While driving to Birmingham to meet with a candidate for an upcoming city council race I’ll be working, I heard WYDE’s Lee Davis repeat the same general reason I provided above.  Davis is perhaps the biggest GOP cheerleader in Alabama radio and obviously I’m not.  However, Davis will be speaking at the same event I was promoting. While we may disagree on much, we certainly agree about this.

Tonight, 2010 GOP gubernatorial candidate Tim James sent out his Tea Party email.  I should note that James has been a consistent fiscal conservative.  His note states:

People are fed up with out-of-control government spending, regulations and taxes. It’s time to stand up and be counted.

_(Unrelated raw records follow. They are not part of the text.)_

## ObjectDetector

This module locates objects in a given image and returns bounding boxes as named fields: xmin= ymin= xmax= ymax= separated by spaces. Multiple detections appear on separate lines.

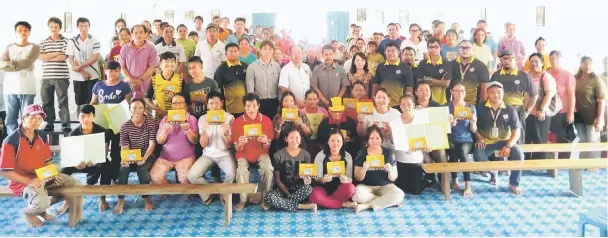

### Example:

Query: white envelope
xmin=59 ymin=133 xmax=106 ymax=168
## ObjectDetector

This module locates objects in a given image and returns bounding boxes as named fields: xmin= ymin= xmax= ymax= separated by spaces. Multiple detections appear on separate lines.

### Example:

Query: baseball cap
xmin=23 ymin=104 xmax=46 ymax=120
xmin=329 ymin=97 xmax=344 ymax=112
xmin=206 ymin=23 xmax=219 ymax=29
xmin=498 ymin=50 xmax=515 ymax=57
xmin=488 ymin=81 xmax=504 ymax=89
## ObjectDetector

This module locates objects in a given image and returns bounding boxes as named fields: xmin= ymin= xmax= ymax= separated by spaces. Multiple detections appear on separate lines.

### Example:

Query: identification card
xmin=490 ymin=127 xmax=498 ymax=139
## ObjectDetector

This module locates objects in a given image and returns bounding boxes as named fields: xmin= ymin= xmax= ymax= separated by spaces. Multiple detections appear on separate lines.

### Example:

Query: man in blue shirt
xmin=473 ymin=82 xmax=524 ymax=195
xmin=471 ymin=20 xmax=498 ymax=68
xmin=376 ymin=23 xmax=403 ymax=59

Support your local tea party and send a message to the politicians in Montgomery and Washington DC that you’re fed up with irresponsible spending and taxation.

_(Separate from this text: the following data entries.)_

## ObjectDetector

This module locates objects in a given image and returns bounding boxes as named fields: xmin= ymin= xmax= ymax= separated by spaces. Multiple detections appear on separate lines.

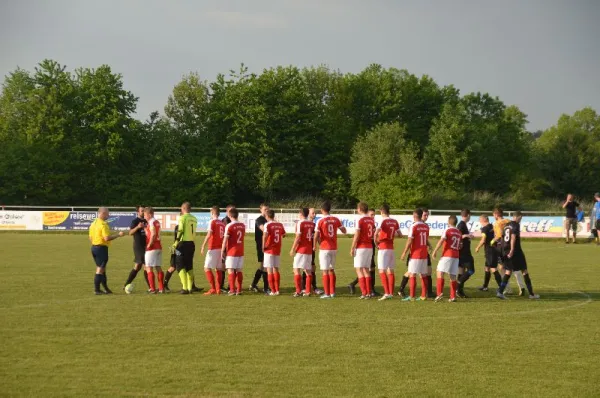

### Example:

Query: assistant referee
xmin=173 ymin=202 xmax=198 ymax=294
xmin=89 ymin=207 xmax=123 ymax=295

WAPI’s Matt Murphy will be speaking, as well.  He was so upset with John McCain and the Republican Party that he endorsed Bob Barr on the air last Election Day.  Another Barr supporter, Robert Stacy McCain, will be leaving D.C. for my house tomorrow.  He’ll be speaking in Birmingham, as well.

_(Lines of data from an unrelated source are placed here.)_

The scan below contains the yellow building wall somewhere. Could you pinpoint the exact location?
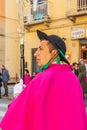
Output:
[0,0,87,77]
[5,0,20,77]
[25,0,87,74]
[0,0,20,78]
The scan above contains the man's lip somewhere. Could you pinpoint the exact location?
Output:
[36,59,40,61]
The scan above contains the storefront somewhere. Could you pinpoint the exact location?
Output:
[71,27,87,63]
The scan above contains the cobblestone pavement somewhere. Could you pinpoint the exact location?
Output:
[0,85,14,120]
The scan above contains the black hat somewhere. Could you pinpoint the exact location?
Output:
[37,30,69,64]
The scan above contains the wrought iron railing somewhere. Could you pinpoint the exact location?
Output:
[66,0,87,15]
[24,1,52,24]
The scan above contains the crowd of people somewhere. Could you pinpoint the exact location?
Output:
[0,65,10,98]
[72,58,87,98]
[0,30,87,130]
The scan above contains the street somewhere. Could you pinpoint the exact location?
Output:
[0,85,14,120]
[0,85,87,120]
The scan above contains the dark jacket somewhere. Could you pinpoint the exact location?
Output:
[2,69,10,82]
[78,65,87,93]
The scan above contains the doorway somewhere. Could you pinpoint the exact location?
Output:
[81,44,87,62]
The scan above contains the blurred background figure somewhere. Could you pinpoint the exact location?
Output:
[72,62,78,76]
[24,69,31,85]
[0,65,10,97]
[0,73,2,98]
[78,58,87,97]
[31,72,37,79]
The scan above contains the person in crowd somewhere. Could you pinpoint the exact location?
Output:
[0,73,2,98]
[31,72,37,79]
[0,30,87,130]
[78,58,87,93]
[72,62,78,76]
[0,65,10,97]
[24,69,31,85]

Sorry for all of the background, but I needed it to make three points.

For the skeptics out there, most Tea Parties haven’t been taken over by the big-government Republican machine.  Some have.  Most are grassroots-driven activities with a broad spectrum of conservative and libertarian participation.  As I’ve noted before, even GOP Chairman Michael Steele couldn’t bully his way into a speaking slot at the upcoming highly publicized Chicago rally.

The second point is that while the left may deservedly take jabs at some crackpots on the right and the media coverage may not be as great as some people desire, the political impact of a successful Tea Party may indeed provide something more important: A date for the history books marking the beginning of the overthrow excessive taxation and spending.  Both with the original Tea Party and with the 2003 Alabama Tea Party, I’ll suggest that those dates above were pivotal moments in our history.

My final message is for organizers and speakers.  Mark Thompson writes:

To them, the Tea Parties aren’t just an outlet for expressing frustration over the recent orgy of government spending, they are an opportunity to complain about gay marriage, affirmative action programs in government hiring policies, and just about everything else that movement conservatives oppose even more vehemently now that they’ve been beaten – badly – in consecutive national elections.  Never mind that the original point of the Tea Parties, so far as I can tell, was completely libertarian in nature and was to be as much a protest of the Republicans as it was of the Democrats.

The successful Tea Party in Alabama was the rallying point which turned into a major defeat of the largest tax hike (proposed by a Republican, no less) in our state’s history.  Some organizers tried to hold similar events in later years.  However, the rallying cries became more about issues like abortion and especially immigration.  Not surprisingly, the movement fell apart.

If you are an event organizer or speaker, keep in mind that pretty much everyone will agree with your fiscally conservative message.  The Second Amendment is probably pretty safe turf, but not necessary for the purpose of this coalition.  Conservatives or libertarians wandering off into territory such as abortion, gay rights, immigration, medical marijuana, and the Iraq War will be creating unnecessarily divisive issues.

As Brad Warbiany writes: “The art of politics is knowing where coalitions can be formed, and making use of them.”